Most days I smoke before I go to the gym. After watching my four-month-old all day, and most likely having drunk too much the night before – I take off down 695 to the Planet Fitness on route 40. On 695 I got the buzz on, feeling like a hockey puck on an ice rink, but the thing about weed is the heartbeat stays regular, the body keeps moving, it’s the mind that is slippery, so my motor skills defying my mind like a wet California hillside, I stay in the lines.
Arriving, I pull in and feel a great sense of relief. Maybe existential dread absolves itself in simple physics, like the night snow casting itself against the Maryland moon and American industrial complex – all buttoned down in Baltimore county, tonight? Dunkin Donuts. We brought ourselves here with a centralized business model spread all over the world. But the night doesn’t know anything but the three forms of matter.
I grab my headphones and enter for ten bucks a month. And what I feel is something like the buoyant relief of reading when it’s good – I walk in, show my key chain scan card, and I, from my lopsided consciousness, surveilled state, google-map-driven-place-on-earth, am part of a story. A story involving spandex flab and exceptional mediocrity, the everyday struggle, ordinary musk and manufactured mist, 24 hour lighting – but it is exactly the magic of being invisible in a public space. Why does it feel so damn good to see and not be seen? It’s the same as going to a bar – the horizon of blinking TVs identical, allowing fifty common denominators, all of which serve to insulate us, together, in our dreams.
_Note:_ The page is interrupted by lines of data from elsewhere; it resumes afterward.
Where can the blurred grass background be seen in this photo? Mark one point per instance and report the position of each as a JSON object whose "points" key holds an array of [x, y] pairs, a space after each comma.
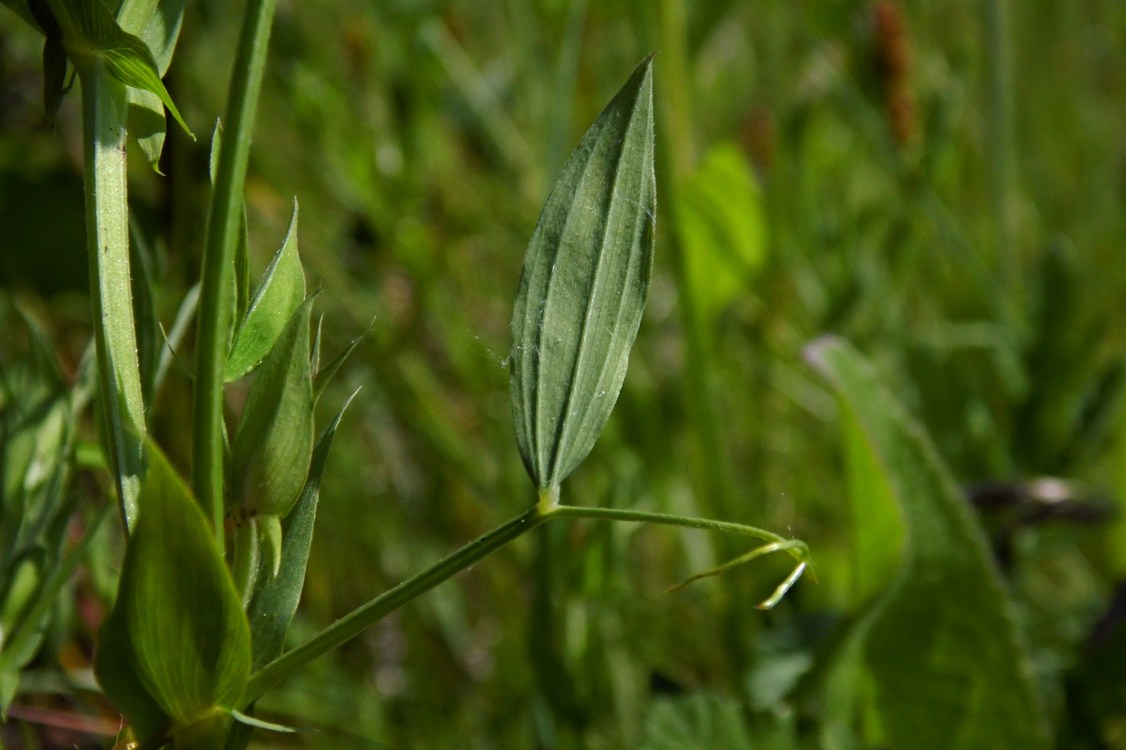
{"points": [[944, 184]]}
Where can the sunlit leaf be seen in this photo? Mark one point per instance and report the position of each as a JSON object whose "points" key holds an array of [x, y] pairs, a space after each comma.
{"points": [[275, 601], [941, 646], [278, 294], [90, 30], [584, 285], [177, 616], [274, 440], [723, 230]]}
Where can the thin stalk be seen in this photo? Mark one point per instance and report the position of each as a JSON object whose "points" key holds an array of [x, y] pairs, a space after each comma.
{"points": [[223, 225], [798, 552], [105, 107], [677, 158], [366, 615], [547, 508]]}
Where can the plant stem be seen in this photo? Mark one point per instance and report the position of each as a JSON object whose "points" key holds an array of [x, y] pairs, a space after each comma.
{"points": [[800, 553], [223, 223], [359, 619], [107, 230], [363, 617]]}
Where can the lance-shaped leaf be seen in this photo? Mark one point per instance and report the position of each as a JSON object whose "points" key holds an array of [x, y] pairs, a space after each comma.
{"points": [[584, 284], [89, 30], [274, 442], [177, 643], [947, 664], [279, 293]]}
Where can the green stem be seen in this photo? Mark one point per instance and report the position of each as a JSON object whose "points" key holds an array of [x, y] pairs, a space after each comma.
{"points": [[105, 107], [800, 552], [359, 619], [223, 223], [363, 617]]}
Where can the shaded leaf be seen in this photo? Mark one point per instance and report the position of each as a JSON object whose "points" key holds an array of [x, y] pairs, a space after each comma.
{"points": [[941, 646], [121, 681], [274, 440], [158, 24], [278, 294], [697, 722], [583, 287]]}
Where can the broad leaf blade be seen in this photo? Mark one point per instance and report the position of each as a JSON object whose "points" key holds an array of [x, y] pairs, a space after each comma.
{"points": [[584, 285], [158, 24], [90, 29], [185, 633], [941, 646], [279, 293]]}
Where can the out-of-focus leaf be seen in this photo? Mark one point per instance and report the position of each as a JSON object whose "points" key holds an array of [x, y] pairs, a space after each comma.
{"points": [[696, 722], [724, 230], [185, 634], [584, 285], [278, 294], [274, 440], [941, 649], [877, 526]]}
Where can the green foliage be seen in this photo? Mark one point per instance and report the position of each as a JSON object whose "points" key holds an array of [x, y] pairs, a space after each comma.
{"points": [[724, 230], [941, 645], [274, 440], [822, 170], [176, 649], [278, 295], [37, 435], [583, 288]]}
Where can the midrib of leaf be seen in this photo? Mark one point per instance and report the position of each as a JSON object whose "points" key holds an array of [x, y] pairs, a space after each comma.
{"points": [[598, 289], [104, 105]]}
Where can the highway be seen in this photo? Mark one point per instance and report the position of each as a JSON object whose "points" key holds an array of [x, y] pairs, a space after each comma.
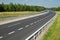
{"points": [[20, 30]]}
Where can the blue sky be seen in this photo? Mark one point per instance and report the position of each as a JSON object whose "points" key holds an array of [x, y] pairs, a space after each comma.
{"points": [[45, 3]]}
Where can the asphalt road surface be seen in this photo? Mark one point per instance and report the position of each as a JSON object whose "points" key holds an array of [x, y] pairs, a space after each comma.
{"points": [[20, 30]]}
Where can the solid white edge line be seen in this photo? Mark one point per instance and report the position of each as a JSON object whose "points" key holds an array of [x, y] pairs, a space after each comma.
{"points": [[41, 27]]}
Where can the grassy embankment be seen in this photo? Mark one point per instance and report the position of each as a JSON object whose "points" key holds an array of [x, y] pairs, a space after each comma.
{"points": [[12, 14], [54, 31]]}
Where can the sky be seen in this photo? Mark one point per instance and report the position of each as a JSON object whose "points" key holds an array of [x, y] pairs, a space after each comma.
{"points": [[45, 3]]}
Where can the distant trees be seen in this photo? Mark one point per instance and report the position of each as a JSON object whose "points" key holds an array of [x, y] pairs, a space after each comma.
{"points": [[19, 7]]}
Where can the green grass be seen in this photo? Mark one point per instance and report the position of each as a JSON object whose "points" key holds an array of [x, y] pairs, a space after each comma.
{"points": [[54, 31], [13, 14]]}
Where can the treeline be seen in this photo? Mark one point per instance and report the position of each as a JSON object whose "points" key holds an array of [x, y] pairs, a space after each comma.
{"points": [[19, 7]]}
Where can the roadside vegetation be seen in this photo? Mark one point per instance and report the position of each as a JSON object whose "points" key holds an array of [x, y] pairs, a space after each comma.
{"points": [[54, 31], [14, 14]]}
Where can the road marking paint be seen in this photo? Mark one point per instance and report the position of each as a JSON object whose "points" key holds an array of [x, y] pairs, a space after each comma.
{"points": [[11, 32], [20, 28], [1, 37], [13, 25], [26, 25]]}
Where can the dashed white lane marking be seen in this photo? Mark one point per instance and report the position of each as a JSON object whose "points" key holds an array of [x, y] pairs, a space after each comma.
{"points": [[13, 25], [11, 32], [1, 37], [20, 28], [26, 25], [31, 24]]}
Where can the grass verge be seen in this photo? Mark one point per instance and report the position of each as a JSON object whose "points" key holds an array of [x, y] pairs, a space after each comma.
{"points": [[13, 14], [54, 31]]}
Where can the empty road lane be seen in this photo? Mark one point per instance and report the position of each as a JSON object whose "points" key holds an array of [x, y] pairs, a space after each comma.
{"points": [[20, 30]]}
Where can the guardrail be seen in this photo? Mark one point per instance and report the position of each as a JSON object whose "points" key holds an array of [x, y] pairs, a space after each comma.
{"points": [[38, 32]]}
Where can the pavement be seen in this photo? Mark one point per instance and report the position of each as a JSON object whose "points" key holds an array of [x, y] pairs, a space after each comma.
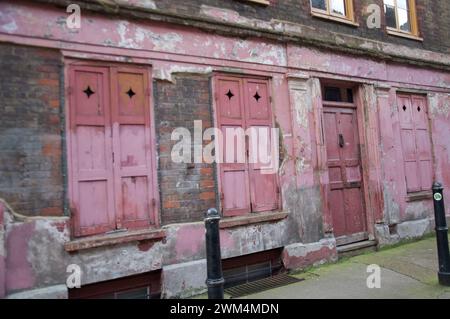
{"points": [[408, 271]]}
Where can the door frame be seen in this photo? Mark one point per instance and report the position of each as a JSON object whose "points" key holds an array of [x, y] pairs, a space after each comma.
{"points": [[68, 63], [216, 76], [358, 104]]}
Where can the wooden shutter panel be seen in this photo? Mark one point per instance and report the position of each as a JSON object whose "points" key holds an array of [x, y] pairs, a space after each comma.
{"points": [[235, 195], [133, 166], [408, 144], [263, 187], [90, 151], [423, 144]]}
I hit the treadmill and listen to part of the Bernie 2020 kickoff rally in Brooklyn from today.
After, sweating, a little disoriented, elated, I recognize a face: he does too: “Aye!” he says, remembering me first.
“Aye!” It’s an old student of mine. Kareem. I wince at losing my anonymity, but fall back in wonder when he professes that I helped him know how to write.
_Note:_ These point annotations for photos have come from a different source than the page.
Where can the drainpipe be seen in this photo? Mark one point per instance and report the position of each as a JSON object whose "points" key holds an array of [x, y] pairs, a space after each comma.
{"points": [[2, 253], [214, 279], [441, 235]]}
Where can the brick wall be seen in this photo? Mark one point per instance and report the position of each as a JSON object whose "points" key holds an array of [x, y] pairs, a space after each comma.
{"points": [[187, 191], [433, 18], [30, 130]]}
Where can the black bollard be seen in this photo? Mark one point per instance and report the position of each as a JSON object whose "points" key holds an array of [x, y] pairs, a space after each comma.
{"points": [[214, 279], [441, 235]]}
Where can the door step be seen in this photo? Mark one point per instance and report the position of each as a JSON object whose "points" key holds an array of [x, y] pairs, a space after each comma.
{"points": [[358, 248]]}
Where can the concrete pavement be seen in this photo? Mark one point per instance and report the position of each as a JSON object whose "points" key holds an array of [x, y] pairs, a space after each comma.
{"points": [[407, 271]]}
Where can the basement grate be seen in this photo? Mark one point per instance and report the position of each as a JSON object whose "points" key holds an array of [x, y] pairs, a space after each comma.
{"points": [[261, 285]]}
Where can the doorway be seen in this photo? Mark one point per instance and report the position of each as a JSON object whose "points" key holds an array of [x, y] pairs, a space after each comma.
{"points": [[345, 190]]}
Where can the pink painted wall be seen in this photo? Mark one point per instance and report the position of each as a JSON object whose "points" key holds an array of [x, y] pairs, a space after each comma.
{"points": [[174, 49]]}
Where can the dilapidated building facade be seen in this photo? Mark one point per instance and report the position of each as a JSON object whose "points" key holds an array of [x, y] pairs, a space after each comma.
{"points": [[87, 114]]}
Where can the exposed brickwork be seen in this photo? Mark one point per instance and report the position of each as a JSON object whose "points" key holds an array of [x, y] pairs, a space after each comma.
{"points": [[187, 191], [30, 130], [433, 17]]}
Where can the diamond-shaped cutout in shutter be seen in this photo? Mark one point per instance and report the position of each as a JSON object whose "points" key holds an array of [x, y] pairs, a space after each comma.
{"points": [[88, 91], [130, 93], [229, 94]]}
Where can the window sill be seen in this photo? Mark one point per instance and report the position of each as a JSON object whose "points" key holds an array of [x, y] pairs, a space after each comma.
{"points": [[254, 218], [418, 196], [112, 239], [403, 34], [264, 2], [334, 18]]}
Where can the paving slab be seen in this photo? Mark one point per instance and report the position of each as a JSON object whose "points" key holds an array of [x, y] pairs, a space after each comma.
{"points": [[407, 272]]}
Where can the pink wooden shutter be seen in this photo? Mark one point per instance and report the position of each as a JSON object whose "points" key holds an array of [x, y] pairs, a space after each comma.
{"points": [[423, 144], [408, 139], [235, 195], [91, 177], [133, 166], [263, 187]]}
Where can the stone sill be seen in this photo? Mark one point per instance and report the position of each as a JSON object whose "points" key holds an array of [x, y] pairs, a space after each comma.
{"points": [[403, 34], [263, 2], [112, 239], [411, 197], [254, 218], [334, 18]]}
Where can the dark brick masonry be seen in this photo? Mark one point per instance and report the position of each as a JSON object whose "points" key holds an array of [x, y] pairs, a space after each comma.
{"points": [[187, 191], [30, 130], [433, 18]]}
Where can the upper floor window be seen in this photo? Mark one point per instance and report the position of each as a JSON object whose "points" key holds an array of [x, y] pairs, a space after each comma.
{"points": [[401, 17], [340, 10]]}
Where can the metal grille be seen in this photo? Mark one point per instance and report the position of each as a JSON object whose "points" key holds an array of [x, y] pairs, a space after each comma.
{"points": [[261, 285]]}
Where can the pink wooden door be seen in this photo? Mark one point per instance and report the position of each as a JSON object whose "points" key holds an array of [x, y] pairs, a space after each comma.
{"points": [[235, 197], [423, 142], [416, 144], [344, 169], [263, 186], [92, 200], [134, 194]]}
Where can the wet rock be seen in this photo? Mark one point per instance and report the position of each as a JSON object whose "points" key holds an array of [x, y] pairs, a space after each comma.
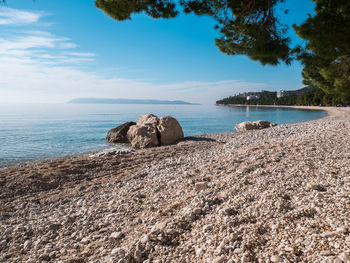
{"points": [[253, 125]]}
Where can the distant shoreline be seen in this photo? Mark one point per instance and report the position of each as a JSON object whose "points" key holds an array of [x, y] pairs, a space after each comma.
{"points": [[331, 111], [288, 175]]}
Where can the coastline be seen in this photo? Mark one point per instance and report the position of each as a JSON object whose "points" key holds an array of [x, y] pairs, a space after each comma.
{"points": [[331, 111], [278, 193]]}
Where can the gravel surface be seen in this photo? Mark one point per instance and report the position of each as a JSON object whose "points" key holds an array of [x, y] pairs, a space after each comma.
{"points": [[275, 195]]}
“And not just for school,” he says.
You start to feel like a wheel when you have kids. Like you’re the wheel of a busted-ass truck, like you’re rolling along and heaving the heavens themselves, all the stars and nebula of sleep, age, and impossibility – your last life a distant planet. But part of this is the old mores have given way in lieu of this supernova. That planet was engulfed – the one where you walked around and had your arms to yourself, swinging them gently and sovereignly in the oxygenated air up Charles St. to your next self-determined destination. No, you have been occupied, colonized, imperialized.
I look at my flabby belly amidst the proletariat in the wall-length mirror of this little democracy on route 40, as I curl dumbbells. I’m feeling the rise out of the smoke, my body owning itself, the slow revelation that my muscles still exist, my mind still exists, and my love is stronger than ever. (I’ve turned now to some old Springsteen on my headphones, and also his new Broadway show!) Those at the bottom, carrying the economy, have the gifted knowledge, plundered of illusion, relegated to the squeaky grace-filled work, that no one owns anything. In this way, kids expose the frivolity of the nation-state, of any borders at all!
I switch to the latest episode of Democracy Now! but then land on Little Steven belting out a song he gave to Southside Johnny but that he wrote for David Ruffin, and think about what it is I like about this place. By now I’m on my last mile on the treadmill. Five total, tonight. I think about how the first things I ever wrote with any kind of popular intent were song lyrics. Then, in straight poetry, I found a narrative arc and more intense intellectual exercise – but, in my head at least, the reception was just as broad and loud for every thought; the swagger just as deep for every beat. The swath of populace whose voices I heard in my head and was attempting to court, to engender myself to, to lift up, to woo – who I felt I was speaking to and with, was always grand in scale. I’ve never shot for obscurity or entry to some secret club. This is my way of fucking loving humanity. And with grad school, I burnished myself an actual seat at the table and felt for the first time like education included me. After all, these same forces, the exact same activism and fight, perhaps rooted in the very real need to connect with strangers, have given rise to a political context. But it all feels like physics. It’s just how things work.